Debbie Dooley of Altanta, Georgia, founder of Conservatives for Energy Freedom, rallies solar supporters in front of Public Utilities Commission offices Wednesday, Jan 13, 2016.

Earlier this week, state utility regulators indicated they would meet Monday to decide whether to hear more testimony about exempting some existing rooftop solar customers from paying newly increased electricity rates.

But with the meeting looming, the Public Utilities Commission faces an obstacle.

The Bureau of Consumer Protection, which represents ratepayers and asked for the rehearing, is withdrawing its request, saying another hearing would be inappropriate and skirt significant issues the commission needs to address in reconsidering the rates.

Several parties, including the bureau and solar advocates, have petitions before the commission asking it to revisit solar rates that raise a fixed fee and lower the value of credits solar customers earn by generating excess energy under a program known as net metering.

Answers to those petitions are due Monday.

NV Energy, the commission staff and other parties to the solar rate case have not yet filed answers to requests for reconsideration.

The bureau believes the commission should focus on the reconsiderations.

“BCP strongly encourages the commission to not proceed with the interim rehearing, but instead focus its efforts on the pending petitions for reconsideration and answers thereto,” the state’s consumer advocate, Eric Witkoski, who heads the bureau, wrote in a filing today.
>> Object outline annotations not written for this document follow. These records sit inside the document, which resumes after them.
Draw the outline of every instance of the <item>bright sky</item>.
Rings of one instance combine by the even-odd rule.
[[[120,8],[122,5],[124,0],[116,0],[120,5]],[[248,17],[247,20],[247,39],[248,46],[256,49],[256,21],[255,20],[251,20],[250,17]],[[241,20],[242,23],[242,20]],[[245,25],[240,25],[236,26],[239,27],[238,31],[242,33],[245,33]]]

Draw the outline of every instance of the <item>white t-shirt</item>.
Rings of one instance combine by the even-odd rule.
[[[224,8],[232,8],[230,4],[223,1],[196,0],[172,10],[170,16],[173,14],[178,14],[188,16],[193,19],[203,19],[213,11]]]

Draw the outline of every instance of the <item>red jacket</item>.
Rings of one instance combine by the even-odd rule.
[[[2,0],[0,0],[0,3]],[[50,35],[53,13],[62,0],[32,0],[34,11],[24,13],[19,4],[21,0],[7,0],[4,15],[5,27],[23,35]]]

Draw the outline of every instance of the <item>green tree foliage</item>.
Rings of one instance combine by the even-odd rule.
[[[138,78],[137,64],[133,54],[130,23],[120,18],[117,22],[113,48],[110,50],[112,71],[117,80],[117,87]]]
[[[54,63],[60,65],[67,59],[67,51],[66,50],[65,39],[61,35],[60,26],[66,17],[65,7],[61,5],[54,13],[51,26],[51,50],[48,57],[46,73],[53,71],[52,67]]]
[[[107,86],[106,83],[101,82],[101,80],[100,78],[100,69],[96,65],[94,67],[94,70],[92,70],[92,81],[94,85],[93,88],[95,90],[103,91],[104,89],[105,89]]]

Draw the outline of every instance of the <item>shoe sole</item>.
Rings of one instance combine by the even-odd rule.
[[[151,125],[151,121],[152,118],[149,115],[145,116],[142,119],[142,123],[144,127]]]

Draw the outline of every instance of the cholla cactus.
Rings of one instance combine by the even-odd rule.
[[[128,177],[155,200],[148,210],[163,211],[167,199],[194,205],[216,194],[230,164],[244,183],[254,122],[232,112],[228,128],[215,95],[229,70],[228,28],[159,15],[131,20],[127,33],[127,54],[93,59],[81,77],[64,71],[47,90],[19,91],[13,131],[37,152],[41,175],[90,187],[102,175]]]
A rehearing while there are pending reconsiderations could also present problems, Witkoski argues in a filing, in part because it would introduce new evidence into the case’s record.

In an email to the Sun, Witkoski called the rehearing a “procedural diversion.”

“The proposed rehearing is a procedural diversion and does not address the reconsideration process and frankly doesn’t address the issues the commission needs to consider on reconsideration,” Witkoski said. “Attempting to have a rehearing in the interim, while reconsiderations are pending is procedurally inappropriate.”

In addition to grandfathering, some requests for reconsideration ask the commission to revisit several aspects of its decision to increase bills, including the calculations behind the decision.

Witkoski has also raised concerns about the timeline for a rehearing.

The commission’s draft order recommending a rehearing proposes a hearing on Feb. 8. Prior to that, parties would be required to provide the information with testimony answering a number of questions.

In a commission filing, the bureau argued that doing so “would require substantial discovery, potential interviews and gathering of information not possible in the current time-frame.”

Moreover, Witkoski believes there is enough information on the record, without additional testimony, to support adding a grandfather clause so early adopters of rooftop solar can keep their old rates.

It is unclear whether the commission will still authorize the rehearing, given the bureau’s recent filing.

A spokesperson for the commission said regulators could not comment on the filing but that the draft order remains on Monday’s agenda and will likely be discussed.